Corrupt from the Start

While the State Auditor’s report slams the two-member Subcommittee, sources close to the investigation reveal that Councilmember Christina Shea, now seeking re-election, took the lead in some of the worst of the abuses.  These included:

  • A rigged bidding process. In hiring an auditing firm, the Subcommittee changed the selection and evaluation process for bids — after bids had come in — by arbitrarily adding points for an “interview” and raising the score of the firm ultimately selected, HSNO, so that it was moved up from third-place to first-place.
  • Sweetheart contracts with no-bid extensions. HSNO was awarded a sweetheart contract that allowed for hundreds of thousands of dollars in no-bid extensions — far beyond the original $250,000 authorized by the City Council.  Its work was so riddled with errors and false statements — completely failing to meet professional auditing standards — that it was later withdrawn.  HSNO is now under investigation by the State Board of Accountancy,  the State agency responsible for upholding professional accounting standards.
  • Hiring and firing attorneys. The Subcommittee pushed aside the City Attorney and City Manager, hiring and firing outside legal counsel at a cost of hundreds of thousands of dollars.  The law firm ultimately responsible for the Great Park “review” was Aleshire & Wynder, which itself violated professional standards and submitted false reports apparently timed for political purposes.  At one point, the law firm’s lead attorneys, David Aleshire and Anthony Taylor, represented to the City Council that the firm needed $100,000 to hire outside cost-analysis experts, only to later admit that they, themselves, were the “experts” and should be entitled to pocket the money.

Audits and Politics

Lost in the back and forth is that from 2005 to 2012, as determined in more than a half-dozen previous independent audits, the financial affairs of the Great Park were in order.  All previous audits were “clean” — finding no evidence of unauthorized expenditures or unaccounted for funds.

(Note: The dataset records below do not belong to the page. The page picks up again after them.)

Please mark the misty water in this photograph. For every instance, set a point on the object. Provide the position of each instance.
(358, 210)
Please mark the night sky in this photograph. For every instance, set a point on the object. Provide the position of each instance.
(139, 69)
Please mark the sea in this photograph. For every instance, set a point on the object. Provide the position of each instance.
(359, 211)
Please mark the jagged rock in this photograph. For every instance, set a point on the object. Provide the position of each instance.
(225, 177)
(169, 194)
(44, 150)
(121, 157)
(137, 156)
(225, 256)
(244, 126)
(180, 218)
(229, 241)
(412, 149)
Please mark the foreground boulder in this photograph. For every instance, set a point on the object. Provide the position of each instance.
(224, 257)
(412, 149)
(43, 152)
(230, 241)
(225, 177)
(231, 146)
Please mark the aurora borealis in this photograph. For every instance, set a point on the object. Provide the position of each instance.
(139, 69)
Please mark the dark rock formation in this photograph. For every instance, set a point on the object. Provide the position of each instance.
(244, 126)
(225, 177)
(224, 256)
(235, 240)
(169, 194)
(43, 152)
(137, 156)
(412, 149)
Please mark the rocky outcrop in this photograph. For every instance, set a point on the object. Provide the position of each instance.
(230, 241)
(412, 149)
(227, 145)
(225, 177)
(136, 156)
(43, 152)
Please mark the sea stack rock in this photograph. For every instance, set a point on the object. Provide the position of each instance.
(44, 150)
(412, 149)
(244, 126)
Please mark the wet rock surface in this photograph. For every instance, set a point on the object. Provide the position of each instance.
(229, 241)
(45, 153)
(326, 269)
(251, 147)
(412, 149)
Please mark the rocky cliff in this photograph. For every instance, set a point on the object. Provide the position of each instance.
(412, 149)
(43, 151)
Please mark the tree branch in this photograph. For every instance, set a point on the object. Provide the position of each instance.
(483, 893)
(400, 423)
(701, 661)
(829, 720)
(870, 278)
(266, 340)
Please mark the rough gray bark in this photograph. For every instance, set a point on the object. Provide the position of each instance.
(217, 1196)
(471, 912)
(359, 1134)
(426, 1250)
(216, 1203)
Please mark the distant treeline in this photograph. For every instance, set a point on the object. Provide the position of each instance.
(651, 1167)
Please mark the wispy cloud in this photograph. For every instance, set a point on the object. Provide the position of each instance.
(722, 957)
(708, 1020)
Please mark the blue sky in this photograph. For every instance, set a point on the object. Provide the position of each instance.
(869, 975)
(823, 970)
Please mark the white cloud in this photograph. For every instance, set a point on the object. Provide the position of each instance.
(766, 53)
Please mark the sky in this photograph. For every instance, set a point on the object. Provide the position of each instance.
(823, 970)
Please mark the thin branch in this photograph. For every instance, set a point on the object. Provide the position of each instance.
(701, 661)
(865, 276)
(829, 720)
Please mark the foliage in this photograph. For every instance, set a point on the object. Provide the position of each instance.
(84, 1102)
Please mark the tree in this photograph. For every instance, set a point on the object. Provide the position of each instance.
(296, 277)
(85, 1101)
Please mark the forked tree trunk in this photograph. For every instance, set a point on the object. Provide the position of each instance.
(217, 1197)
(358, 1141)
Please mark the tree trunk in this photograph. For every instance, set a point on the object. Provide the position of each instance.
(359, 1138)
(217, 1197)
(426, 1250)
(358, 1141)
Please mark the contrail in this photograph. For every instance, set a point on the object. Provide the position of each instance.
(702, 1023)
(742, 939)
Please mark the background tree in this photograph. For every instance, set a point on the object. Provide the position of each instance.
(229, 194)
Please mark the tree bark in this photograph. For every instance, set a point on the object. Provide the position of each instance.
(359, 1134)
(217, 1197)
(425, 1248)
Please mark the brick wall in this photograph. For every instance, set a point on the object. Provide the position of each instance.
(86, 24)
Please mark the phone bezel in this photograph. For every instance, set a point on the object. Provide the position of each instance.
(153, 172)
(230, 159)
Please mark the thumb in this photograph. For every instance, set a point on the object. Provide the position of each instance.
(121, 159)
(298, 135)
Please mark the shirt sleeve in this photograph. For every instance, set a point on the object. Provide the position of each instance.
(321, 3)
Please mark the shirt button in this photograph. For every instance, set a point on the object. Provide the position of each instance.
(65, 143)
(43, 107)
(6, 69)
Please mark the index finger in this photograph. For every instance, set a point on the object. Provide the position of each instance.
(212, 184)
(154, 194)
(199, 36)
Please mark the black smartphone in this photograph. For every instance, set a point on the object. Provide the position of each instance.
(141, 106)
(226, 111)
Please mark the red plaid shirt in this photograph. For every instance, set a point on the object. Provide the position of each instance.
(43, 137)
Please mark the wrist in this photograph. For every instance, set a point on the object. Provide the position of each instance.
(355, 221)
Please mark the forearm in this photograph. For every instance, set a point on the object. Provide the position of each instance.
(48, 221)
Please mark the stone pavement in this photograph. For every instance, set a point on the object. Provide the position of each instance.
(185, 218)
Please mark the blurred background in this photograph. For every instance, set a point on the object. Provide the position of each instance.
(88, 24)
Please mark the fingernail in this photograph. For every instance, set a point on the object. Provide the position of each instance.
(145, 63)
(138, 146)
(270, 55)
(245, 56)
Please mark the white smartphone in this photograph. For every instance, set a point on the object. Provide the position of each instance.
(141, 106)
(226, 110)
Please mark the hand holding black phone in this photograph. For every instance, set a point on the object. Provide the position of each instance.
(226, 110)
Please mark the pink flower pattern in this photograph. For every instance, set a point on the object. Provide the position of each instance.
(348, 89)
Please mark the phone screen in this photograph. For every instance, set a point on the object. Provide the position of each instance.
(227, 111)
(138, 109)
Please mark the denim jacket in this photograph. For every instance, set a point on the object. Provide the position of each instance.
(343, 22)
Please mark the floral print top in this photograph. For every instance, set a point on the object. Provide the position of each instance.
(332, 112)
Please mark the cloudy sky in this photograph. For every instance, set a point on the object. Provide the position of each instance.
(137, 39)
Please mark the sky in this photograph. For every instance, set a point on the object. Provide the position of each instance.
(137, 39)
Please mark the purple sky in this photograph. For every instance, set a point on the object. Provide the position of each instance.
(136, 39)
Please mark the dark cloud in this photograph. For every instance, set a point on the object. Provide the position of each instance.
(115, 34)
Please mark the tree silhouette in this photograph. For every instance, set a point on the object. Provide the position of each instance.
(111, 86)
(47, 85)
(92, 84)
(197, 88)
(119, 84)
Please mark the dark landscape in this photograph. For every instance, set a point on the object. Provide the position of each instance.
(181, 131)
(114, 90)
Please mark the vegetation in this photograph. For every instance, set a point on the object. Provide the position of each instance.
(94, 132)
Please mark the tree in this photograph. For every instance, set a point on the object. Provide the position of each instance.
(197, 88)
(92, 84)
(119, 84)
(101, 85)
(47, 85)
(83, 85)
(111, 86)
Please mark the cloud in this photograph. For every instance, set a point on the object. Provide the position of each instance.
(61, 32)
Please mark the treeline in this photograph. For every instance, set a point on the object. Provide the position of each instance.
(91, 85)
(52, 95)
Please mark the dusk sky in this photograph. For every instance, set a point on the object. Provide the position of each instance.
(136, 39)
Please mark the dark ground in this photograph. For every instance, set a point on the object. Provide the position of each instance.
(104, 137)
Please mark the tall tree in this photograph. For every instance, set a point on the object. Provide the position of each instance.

And, interestingly, even the auditing and law firms that the Subcommittee relied on, HSNO and Aleshire & Wynder, could find no financial irregularities at the Great Park.

In fact, during the years 2005 to 2012, the entire 1,300-acre Great Park was master-designed, and about 200 acres — nearly 20 percent — of the Park was built at a cost of $133 million, including a number of major features that became operational.  In the 5-year period since the opening of the Park’s first iconic feature — the Great Park Balloon — in 2007, attendance at the Great Park grew to nearly 1 million visitors per year.

Since 2012, when the Choi-Shea-Lalloway majority took power and targeted Councilmembers Larry Agran and Beth Krom for attack, millions of dollars in taxpayer funds have been squandered on what Councilmember Beth Krom and former Councilmember Larry Agran called “a Great Park political witch hunt.”  Meanwhile, since 2012 — despite promises from Shea and others to “build the Great Park,” not even one new feature has been added at the Great Park.  And Park attendance has fallen by half.

Asked to comment on the State Auditor’s report, Agran said: “The Legislature’s highly respected and independent State Auditor documented that the so-called Great Park Audit Subcommittee — led by Christina Shea — failed to produce a forensic audit, as promised.  Instead, Shea conducted a publicly funded, $1.7 million political witch hunt.  This was clearly an illegal abuse of power and misuse of public funds for partisan political purposes.”

In describing Shea’s conduct as “illegal,” Agran was apparently alluding to prohibitions in State law that provide “a public agency may not spend public funds to promote a partisan position in an election campaign.”  The penalties for officials who violate these prohibitions are severe, including fines, imprisonment, and personal liability to reimburse the public agency for any misspent public funds.